Books and films are filled with incidents in which survivors try to show mercy to zombies—as with the barn full of zombies in Robert Kirkman’s The Walking Dead—or will even fight to protect them, as with the zombified newborn in the 2004 remake of Dawn of the Dead. Michael Crichton’s novel Jurassic Park suggests that it’s impossible to safely keep dinosaurs in captivity, and much the same thing seems to be true of zombies. The temptation is always there, though—what if it were just one zombie? Just one little girl, surely we could handle that?
But if zombie stories have taught us anything, it’s that keeping zombies around, whether out of mercy or as research subjects, seems to have a way of ending up badly for everyone involved—and by “badly” we mean with teeth, blood, and screams.
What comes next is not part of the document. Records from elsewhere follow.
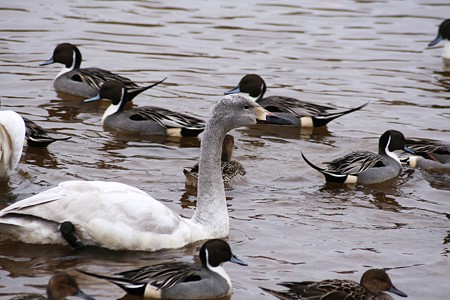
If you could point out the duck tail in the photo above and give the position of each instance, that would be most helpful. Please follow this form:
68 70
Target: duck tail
44 141
333 177
319 121
277 294
134 92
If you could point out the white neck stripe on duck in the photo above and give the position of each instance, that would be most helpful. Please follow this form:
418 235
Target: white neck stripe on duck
69 69
248 96
390 153
219 269
113 108
446 51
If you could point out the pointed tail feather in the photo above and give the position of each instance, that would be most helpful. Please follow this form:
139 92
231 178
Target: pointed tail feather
279 295
125 284
134 92
325 119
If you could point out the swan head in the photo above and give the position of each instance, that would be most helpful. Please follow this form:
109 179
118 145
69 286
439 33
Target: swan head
236 111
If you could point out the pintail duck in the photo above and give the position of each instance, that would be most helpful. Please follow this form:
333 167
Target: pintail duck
181 280
300 113
59 287
367 167
84 82
374 283
146 120
36 136
231 169
12 135
120 217
443 35
428 154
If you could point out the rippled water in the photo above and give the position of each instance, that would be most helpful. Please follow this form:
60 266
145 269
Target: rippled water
285 222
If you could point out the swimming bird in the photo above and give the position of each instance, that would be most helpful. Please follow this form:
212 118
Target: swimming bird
117 216
145 120
428 154
231 169
374 283
37 136
59 287
367 167
443 35
84 82
300 113
181 280
12 136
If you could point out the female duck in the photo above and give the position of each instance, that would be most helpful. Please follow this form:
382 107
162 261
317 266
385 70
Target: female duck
59 287
373 283
443 35
118 216
181 280
231 169
366 167
36 136
300 113
84 82
146 120
12 136
428 154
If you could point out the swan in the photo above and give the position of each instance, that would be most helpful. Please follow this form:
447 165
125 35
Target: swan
120 217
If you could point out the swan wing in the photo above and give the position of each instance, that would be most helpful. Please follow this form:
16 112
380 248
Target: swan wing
108 214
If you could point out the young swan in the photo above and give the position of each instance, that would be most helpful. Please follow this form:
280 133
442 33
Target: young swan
59 287
117 216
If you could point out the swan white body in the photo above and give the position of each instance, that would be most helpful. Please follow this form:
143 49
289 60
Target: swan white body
117 216
12 136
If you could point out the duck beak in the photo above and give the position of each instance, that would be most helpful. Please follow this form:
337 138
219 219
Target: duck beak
396 291
95 98
83 295
408 150
266 117
236 260
236 90
47 62
435 41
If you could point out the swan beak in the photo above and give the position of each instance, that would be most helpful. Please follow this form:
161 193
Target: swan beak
406 149
47 62
266 117
95 98
236 90
396 291
236 260
435 41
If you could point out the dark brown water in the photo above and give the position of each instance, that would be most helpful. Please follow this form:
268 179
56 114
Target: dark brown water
285 222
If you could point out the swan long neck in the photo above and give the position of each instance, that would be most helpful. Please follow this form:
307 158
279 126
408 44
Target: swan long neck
211 210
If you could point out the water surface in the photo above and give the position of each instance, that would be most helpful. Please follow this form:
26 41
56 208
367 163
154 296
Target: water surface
285 221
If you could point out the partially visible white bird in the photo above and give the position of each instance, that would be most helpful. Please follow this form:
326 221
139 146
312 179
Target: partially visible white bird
12 135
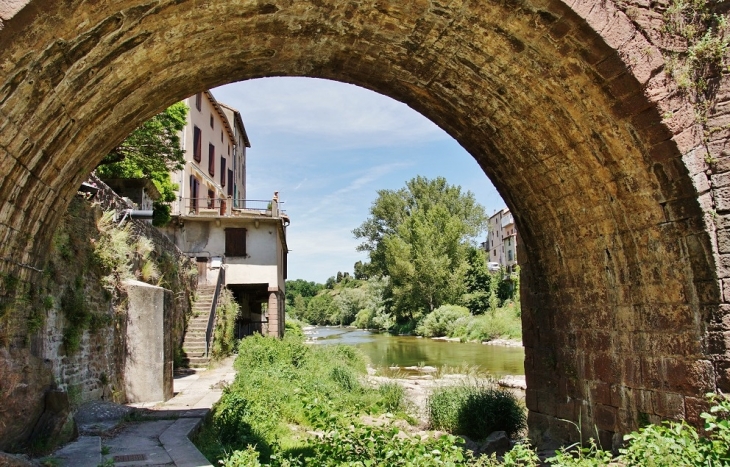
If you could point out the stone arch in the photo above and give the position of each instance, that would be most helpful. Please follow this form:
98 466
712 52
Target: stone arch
565 105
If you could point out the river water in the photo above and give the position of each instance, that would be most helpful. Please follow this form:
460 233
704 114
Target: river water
405 351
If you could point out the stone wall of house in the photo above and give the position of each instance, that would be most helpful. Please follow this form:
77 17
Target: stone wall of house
614 165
When the first drinking glass hit the floor and broke, Private Grace pressed her back against the wall and steadied the sidearm with both hands. The window above her was single-paned, the weather-stripping rotten. To her left, a freestanding radiator was rusting gently. The house was a summer cabin, cramped, and redolent with the smell of mice. They’d spent the better part of an hour nailing the windows shut, then gathering glassware—pitchers, vases, dinner plates, a souvenir ashtray with a cartoon walrus painted in the bottom—and arranging the dishes in rows along the sills.
Now, they hunkered down, waiting. There had been food at least, canned, coated in dust. They ate quickly, passing the open cans back and forth as evening fell. The sound the glass made when it landed was explosive, a mortar going off.
“What do we show these giddy bastards?” Whitaker called from the adjoining room, sounding clipped and perfunctory.
The answer came from a dozen positions, followed by the metallic sound of carbines, magazines and bolt assemblies clattering into place. “No mercy, sir.”
They had begun as an infantry platoon of forty-seven, mostly up from New Mexico and Texas. Now, they were thirteen. Ten privates, one combat medic, and Denton the Marine, all serving under Whitaker.
Of the privates, only Grace and a trooper named Knotts were from Whitaker’s original squad. The other eight and Jacobs, the medic, had come off a company that had gotten pinned down at the Air Force base and, for the most part, died there.
The base had been a short-term El Dorado, but when they arrived, their grand welcome was absent, save for a few survivors holed up in the bunkers. Some of the medical technicians had made a last-ditch effort to seal themselves in the sleep chambers. It was difficult to say whether the massacre had happened with the techs scrambling for safety or already in stasis, but one thing was certain. The flyboys had been dead for weeks.